Write the general cost function formula.	\(C(x)=(\text{cost per unit})\cdot x+\text{fixed costs}\)
Substitute in the cost values.	\(C(x)=105x+7000\)
Answer the question.	The cost function is \(C(x)=105x+7000\) when \(x\) benches are sold.

b. The manufacturer sells each weight training bench for $245. We get the total revenue by multiplying the revenue per unit times the number of units sold.

Write the general revenue function.	\(R(x)=(\text{selling price per unit})\cdot x\)
Substitute in the revenue per unit.	\(R(x)=245x\)
Answer the question.	The revenue function is \(R(x)=245x\) when \(x\) benches are sold.

c. Essentially we have a system of linear equations. We will show the graph of the system as this helps make the idea of a break-even point more visual.

\[\left\{ \begin{array} {l} C(x)=105x+7000 \\ R(x)=245x \end{array} \right. \quad \text{or} \quad \left\{ \begin{array} {l} y=105x+7000 \\ y=245x \end{array} \right. \nonumber \]

d. To find the actual value, we remember the break-even point occurs when costs equal revenue.

Write the break-even formula.	\(C(x)=R(x)\)
Substitute \(C(x)=105x+7000\) and \(R(x)=245x\) into the formula.	\(105x+7000=245x\)
Solve for \(x\).	\(\begin{aligned} 7000&=140x \\ 50&=x\\ x&=50 \end{aligned}\)

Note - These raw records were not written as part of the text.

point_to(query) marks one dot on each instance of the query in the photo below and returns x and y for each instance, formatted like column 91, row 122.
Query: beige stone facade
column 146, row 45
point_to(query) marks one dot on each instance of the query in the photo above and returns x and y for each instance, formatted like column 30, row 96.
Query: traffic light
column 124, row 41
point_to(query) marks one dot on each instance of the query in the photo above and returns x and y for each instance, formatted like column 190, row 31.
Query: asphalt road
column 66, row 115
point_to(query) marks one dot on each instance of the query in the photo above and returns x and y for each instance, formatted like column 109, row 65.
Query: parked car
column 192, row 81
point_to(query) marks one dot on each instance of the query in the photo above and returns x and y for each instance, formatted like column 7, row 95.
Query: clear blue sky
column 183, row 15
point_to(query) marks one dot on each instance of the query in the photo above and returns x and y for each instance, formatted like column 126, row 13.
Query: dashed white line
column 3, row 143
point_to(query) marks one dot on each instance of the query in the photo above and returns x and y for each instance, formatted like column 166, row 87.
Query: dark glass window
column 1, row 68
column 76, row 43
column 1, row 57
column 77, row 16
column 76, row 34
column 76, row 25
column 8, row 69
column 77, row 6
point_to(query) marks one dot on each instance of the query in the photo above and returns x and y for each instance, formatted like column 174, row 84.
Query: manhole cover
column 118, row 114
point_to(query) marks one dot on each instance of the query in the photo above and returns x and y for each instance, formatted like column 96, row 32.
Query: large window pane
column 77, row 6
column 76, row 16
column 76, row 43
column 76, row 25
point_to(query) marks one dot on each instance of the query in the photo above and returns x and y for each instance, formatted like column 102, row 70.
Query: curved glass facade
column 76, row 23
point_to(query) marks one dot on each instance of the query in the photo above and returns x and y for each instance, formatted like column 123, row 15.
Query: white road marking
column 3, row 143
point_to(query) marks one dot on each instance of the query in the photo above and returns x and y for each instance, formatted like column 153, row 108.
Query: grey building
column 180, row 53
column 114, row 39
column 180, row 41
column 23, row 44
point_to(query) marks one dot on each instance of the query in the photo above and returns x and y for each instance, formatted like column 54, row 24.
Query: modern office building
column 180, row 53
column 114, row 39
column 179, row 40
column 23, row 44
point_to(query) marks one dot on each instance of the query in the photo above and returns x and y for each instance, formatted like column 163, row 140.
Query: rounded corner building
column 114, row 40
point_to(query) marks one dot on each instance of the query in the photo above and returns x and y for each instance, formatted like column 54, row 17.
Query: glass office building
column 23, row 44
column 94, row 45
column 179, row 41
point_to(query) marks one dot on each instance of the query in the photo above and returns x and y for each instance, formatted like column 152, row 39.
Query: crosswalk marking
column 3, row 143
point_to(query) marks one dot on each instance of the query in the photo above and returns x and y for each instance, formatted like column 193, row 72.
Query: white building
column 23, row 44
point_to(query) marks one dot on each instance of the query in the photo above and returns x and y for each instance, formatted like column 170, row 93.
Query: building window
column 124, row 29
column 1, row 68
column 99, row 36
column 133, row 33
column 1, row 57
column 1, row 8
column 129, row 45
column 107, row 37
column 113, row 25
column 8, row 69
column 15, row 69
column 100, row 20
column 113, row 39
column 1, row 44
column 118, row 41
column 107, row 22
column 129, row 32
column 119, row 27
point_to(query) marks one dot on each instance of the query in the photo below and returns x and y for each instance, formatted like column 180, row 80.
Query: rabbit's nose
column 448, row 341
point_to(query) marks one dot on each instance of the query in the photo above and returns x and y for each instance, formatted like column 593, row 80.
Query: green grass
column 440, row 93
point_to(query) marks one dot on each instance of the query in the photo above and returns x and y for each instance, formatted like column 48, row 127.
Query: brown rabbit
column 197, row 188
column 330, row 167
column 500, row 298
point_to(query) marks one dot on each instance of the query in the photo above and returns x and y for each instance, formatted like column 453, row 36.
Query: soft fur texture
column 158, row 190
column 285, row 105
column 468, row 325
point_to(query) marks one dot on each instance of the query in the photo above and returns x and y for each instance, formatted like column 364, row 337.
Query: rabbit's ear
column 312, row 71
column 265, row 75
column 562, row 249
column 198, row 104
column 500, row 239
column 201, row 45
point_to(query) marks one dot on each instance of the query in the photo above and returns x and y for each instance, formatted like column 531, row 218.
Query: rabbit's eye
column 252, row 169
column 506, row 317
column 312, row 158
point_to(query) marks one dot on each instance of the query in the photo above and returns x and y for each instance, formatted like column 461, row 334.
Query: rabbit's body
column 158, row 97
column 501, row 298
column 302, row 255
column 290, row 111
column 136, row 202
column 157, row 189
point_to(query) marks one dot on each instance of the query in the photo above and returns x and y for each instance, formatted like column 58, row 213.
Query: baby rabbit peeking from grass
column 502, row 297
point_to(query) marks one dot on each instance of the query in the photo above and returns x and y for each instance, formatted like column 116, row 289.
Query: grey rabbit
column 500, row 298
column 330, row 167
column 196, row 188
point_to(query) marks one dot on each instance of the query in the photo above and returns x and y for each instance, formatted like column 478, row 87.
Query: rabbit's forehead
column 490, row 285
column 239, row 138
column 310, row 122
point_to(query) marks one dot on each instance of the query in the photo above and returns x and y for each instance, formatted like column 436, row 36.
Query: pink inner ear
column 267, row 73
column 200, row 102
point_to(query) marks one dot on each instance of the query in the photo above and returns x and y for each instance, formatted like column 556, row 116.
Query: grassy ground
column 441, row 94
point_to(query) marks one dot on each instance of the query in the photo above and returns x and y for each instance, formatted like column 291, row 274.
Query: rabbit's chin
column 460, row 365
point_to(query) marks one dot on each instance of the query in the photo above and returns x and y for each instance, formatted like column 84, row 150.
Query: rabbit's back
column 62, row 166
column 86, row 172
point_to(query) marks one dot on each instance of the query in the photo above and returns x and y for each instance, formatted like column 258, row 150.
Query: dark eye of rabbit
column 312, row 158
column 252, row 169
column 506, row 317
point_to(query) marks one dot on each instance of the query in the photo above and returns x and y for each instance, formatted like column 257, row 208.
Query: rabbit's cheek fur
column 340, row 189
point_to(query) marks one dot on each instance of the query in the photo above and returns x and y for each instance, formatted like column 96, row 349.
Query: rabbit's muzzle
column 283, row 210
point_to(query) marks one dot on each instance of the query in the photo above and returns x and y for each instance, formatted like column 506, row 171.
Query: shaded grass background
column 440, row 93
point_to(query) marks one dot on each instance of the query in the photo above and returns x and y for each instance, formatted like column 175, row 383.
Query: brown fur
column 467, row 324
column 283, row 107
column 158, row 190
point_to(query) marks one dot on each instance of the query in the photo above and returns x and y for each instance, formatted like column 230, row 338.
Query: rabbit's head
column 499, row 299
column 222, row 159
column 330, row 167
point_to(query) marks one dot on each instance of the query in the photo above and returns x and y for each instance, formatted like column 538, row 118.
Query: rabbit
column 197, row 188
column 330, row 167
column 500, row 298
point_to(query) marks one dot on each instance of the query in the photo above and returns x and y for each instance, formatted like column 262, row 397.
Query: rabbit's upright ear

When \(50\) benches are sold, the costs equal the revenue.

\(C(x)=105x+7000\)	\(R(x)=245x\)
\(C(50)=105(50)+7000\)	\(R(50)=245\cdot 50\)
\(C(50)=12,250\)	\(R(50)=12,250\)

When \(50\) benches are sold, the revenue and costs are both \($12,250\). Notice this corresponds to the ordered pair \((50,12250)\).

Try It \(\PageIndex{20}\)

The manufacturer of a weight training bench spends \($15\) to build each bench and sells them for \($32\). The manufacturer also has fixed costs each month of \($25,500\).

a. Find the cost function \(C\) when \(x\) benches are manufactured.

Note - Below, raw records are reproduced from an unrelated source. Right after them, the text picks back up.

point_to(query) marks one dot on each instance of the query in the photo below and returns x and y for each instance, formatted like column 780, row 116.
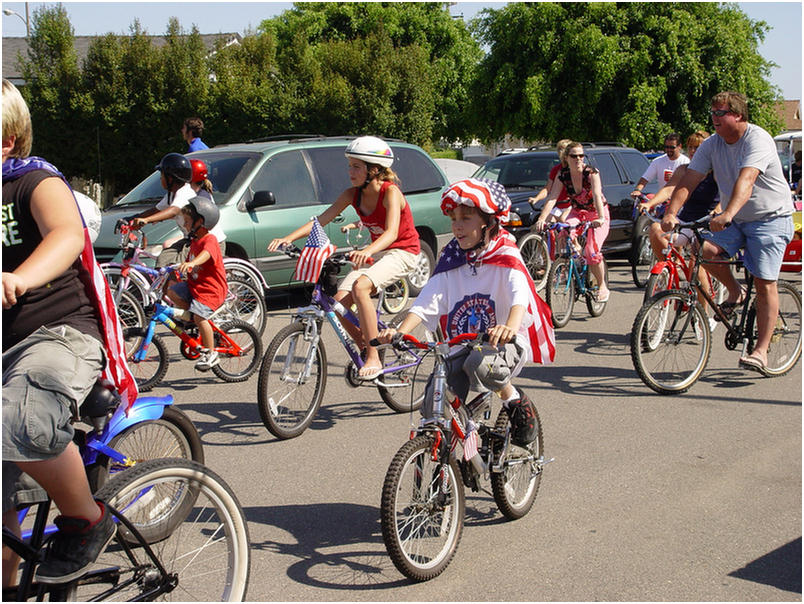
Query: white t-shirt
column 770, row 195
column 661, row 169
column 180, row 199
column 461, row 302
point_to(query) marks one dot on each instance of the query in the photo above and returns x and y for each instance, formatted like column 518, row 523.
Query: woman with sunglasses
column 583, row 187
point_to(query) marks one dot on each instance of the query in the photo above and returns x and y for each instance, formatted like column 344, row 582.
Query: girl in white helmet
column 382, row 208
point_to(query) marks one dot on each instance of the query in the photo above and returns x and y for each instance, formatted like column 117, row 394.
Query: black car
column 524, row 175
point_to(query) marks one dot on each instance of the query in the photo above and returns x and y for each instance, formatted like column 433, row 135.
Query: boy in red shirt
column 205, row 288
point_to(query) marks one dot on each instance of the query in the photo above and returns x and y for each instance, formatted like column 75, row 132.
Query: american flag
column 116, row 370
column 502, row 251
column 315, row 252
column 470, row 443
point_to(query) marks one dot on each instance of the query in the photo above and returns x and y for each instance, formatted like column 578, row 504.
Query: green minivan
column 265, row 189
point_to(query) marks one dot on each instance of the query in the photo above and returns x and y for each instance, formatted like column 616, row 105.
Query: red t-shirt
column 563, row 199
column 207, row 282
column 407, row 237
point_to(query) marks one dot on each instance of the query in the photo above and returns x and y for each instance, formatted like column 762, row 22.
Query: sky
column 782, row 44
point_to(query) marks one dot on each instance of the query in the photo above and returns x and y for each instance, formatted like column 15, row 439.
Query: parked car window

b. Find the revenue function \(R\) when \(x\) benches are sold.

c. Show the break-even point by graphing both the Revenue and Cost functions on the same grid.

d. Find the break-even point. Interpret what the break-even point means.

Answer

a. The cost function is \(C(x)=15x+25,500.\)

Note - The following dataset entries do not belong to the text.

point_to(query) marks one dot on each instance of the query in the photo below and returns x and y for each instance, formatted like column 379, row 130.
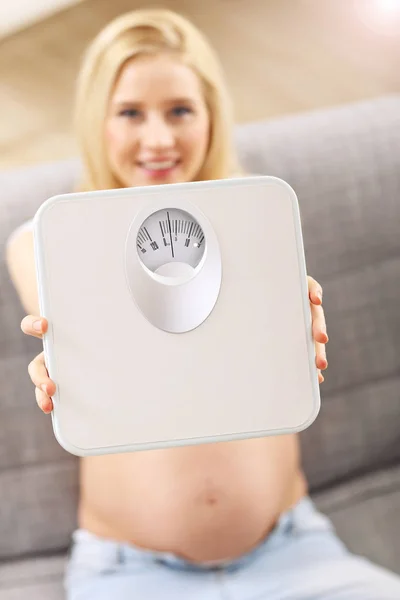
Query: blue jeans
column 301, row 559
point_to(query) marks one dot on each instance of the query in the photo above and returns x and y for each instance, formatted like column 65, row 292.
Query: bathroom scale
column 178, row 314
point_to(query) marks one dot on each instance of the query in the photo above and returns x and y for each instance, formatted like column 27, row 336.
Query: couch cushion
column 366, row 515
column 344, row 164
column 33, row 579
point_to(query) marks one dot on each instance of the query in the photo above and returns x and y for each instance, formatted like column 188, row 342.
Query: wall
column 17, row 14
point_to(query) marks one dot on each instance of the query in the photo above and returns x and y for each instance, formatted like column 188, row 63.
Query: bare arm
column 20, row 260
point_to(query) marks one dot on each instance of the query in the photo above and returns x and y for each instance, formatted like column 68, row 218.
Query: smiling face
column 157, row 125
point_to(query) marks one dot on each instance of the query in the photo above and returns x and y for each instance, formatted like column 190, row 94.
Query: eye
column 131, row 113
column 181, row 111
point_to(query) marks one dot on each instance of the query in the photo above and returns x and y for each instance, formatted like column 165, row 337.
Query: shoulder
column 19, row 246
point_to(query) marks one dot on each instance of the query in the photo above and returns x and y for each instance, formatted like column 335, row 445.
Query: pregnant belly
column 204, row 502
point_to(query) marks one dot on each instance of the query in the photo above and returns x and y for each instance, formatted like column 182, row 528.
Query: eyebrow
column 120, row 103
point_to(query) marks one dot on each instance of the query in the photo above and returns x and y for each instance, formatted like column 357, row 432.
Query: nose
column 157, row 134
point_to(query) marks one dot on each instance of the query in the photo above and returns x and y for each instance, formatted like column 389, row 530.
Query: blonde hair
column 149, row 32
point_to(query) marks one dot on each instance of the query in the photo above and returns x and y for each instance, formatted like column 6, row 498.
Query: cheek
column 197, row 138
column 118, row 140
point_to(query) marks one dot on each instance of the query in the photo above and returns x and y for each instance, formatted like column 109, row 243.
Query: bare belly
column 205, row 502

b. The revenue function is \(R(x)=32x.\)

c.

d. The break-even point is at \(1,500\). When \(1,500\) benches are sold, the cost and revenue will be both \(48,000\).

Try It \(\PageIndex{21}\)

The manufacturer of a weight training bench spends \($120\) to build each bench and sells them for \($170\). The manufacturer also has fixed costs each month of \($150,000\).

a. Find the cost function \(C\) when \(x\) benches are manufactured.

b. Find the revenue function \(R\) when \(x\) benches are sold.

c. Show the break-even point by graphing both the Revenue and Cost functions on the same grid.

d. Find the break-even point. Interpret what the break-even point means.

Answer

a. The cost function is \(C(x)=120x+150,000.\)

b. The revenue function is \(R(x)=170x.\)

c.

d. The break-even point is at \(3,000\). When \(3,000\) benches are sold, the revenue and costs are both \(\$510,000\).